“Now, a little more about the tillage. I told you how we worked the surface of that ground and made it fine and nice. After five or six years, perhaps, of this kind of work, I got to thinking if I had some tool that would stir that ground to the bottom of the plowed furrow and mix it very deeply and thoroughly, I might get still better results out of the tillage. I happened to be in town one morning in the fall, when we had some wheat land (clover sod) plowed and prepared for wheat. I had harrowed and rolled it and made it as nice as I could.—It was what the neighbors would call all ready for sowing and more than ready. In town I saw a man trying to sell a two-horse cultivator. I think it was made in this State. It was the first one I ever saw—you can judge how long ago. It was a big, heavy, cumbersome thing,—a horse-killer. I thought, if I only had that, I knew I could increase the fertility of our soil still more. I hadn’t any money. We hadn’t got far enough that there was a dollar to spare. What did I do? I gave my note for $50 and took that cultivator home with me. I could have bought it for $35 in money, but I didn’t have it. My wife didn’t say a word when I got home. I have heard since that she did a lot of crying to think I would go in debt $50 more, and all for that thing.
“I got home about eleven o’clock and you can well suspect that I couldn’t eat any dinner that day. I hitched up and went right to work, and told my wife I couldn’t stop for any dinner. I rode that cultivator that day and tore up that field in a way land was never torn up in our section before. There was nothing to do it with. The soil would roll up and tumble over. After going lengthwise I went crosswise. A thousand hogs couldn’t have made it rougher. The neighbors looked on and said that ’Terry would do ’most anything if you would only let him ride.’ The worst of it was, I really didn’t know but what they were right, and all he would get out of it was the riding. It was a serious thing. I had to wait until the harvest time before I could know.

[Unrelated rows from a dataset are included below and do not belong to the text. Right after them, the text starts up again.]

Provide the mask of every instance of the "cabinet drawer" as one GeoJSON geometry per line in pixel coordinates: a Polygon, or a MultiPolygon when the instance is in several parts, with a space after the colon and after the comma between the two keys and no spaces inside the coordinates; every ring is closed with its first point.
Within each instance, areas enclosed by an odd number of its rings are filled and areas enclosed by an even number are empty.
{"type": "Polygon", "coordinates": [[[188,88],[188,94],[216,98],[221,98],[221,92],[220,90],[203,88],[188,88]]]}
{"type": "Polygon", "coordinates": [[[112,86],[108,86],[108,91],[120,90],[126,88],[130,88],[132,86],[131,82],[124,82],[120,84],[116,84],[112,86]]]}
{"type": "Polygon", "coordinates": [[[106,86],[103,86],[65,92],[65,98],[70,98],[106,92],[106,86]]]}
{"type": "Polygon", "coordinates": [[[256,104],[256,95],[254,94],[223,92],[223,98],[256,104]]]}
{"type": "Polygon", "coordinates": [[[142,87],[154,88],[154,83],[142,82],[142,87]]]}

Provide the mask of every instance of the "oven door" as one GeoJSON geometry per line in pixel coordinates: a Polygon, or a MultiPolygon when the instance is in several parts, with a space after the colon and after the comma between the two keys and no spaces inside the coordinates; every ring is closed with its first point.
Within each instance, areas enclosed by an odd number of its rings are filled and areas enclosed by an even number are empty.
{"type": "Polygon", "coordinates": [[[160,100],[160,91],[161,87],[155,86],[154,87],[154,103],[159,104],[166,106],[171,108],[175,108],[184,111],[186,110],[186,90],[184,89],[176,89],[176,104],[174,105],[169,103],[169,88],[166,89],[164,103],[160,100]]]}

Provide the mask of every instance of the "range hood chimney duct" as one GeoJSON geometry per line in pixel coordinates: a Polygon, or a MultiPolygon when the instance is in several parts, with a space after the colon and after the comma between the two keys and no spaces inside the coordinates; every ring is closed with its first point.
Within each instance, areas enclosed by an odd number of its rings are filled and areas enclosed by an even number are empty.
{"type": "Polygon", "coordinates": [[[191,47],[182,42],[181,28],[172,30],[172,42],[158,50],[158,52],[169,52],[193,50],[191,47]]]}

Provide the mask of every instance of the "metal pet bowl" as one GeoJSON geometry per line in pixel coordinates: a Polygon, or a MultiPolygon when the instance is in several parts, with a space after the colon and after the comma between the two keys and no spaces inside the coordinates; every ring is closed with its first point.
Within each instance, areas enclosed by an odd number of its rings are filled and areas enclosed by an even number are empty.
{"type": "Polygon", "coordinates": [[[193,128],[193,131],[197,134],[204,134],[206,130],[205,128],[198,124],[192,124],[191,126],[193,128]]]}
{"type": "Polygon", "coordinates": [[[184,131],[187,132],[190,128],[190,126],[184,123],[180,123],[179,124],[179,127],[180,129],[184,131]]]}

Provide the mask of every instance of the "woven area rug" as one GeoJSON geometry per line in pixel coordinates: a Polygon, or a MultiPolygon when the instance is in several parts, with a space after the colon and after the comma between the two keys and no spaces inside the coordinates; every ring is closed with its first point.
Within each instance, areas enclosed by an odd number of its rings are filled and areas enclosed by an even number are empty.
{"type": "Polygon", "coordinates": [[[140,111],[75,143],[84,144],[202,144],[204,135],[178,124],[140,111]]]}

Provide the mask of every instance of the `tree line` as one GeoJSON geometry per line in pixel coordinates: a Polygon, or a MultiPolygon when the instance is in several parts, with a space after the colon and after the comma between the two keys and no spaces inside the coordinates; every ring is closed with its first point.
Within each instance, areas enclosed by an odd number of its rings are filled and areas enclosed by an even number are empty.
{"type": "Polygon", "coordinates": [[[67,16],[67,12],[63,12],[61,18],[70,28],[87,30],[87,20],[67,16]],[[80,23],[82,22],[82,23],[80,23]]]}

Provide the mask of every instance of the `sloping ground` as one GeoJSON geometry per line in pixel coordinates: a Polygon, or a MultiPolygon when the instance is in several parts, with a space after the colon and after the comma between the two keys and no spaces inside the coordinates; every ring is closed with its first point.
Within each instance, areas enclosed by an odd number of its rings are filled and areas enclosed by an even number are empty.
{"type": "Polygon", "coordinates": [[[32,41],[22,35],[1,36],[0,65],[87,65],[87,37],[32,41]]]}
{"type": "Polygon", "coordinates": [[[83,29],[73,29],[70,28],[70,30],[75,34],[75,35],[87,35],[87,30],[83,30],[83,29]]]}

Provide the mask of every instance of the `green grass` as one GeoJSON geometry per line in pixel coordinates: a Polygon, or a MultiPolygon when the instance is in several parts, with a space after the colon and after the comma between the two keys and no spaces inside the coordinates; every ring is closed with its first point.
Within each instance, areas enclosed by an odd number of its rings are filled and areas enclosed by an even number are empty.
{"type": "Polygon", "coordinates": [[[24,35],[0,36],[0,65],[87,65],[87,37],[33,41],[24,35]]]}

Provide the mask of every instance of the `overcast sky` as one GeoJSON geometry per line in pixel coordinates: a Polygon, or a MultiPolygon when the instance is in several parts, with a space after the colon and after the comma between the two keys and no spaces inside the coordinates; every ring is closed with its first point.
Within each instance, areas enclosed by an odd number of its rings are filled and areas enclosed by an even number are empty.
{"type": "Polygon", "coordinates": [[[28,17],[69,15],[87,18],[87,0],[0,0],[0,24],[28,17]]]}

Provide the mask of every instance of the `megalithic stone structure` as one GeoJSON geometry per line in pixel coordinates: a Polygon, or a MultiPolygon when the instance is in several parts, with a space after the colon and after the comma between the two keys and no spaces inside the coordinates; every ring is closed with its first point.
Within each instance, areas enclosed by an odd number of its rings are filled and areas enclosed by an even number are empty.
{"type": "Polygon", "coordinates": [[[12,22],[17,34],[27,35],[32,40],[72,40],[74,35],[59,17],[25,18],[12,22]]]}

“What was the result? I got ten bushels of wheat more per acre than had ever grown on the land before, without any manure or fertilizer having been applied since it grew the previous crop in the rotation. Clover had been grown. It was a clover sod. I didn’t know how much came from the clover and how much from the tillage. I didn’t care, they went together to get that result. I asked some of the old settlers how much had been grown there per acre during their recollection. They said twenty-three bushels was the most they had known. I got thirty-three. The neighbors said, ’It happened so, you can’t do it again.’ You know how they talk, to make out nothing can be done with an old farm. I was interested in doing it again. I paid that note and had a large margin of profit left, you see, out of the extra wheat. It all came right.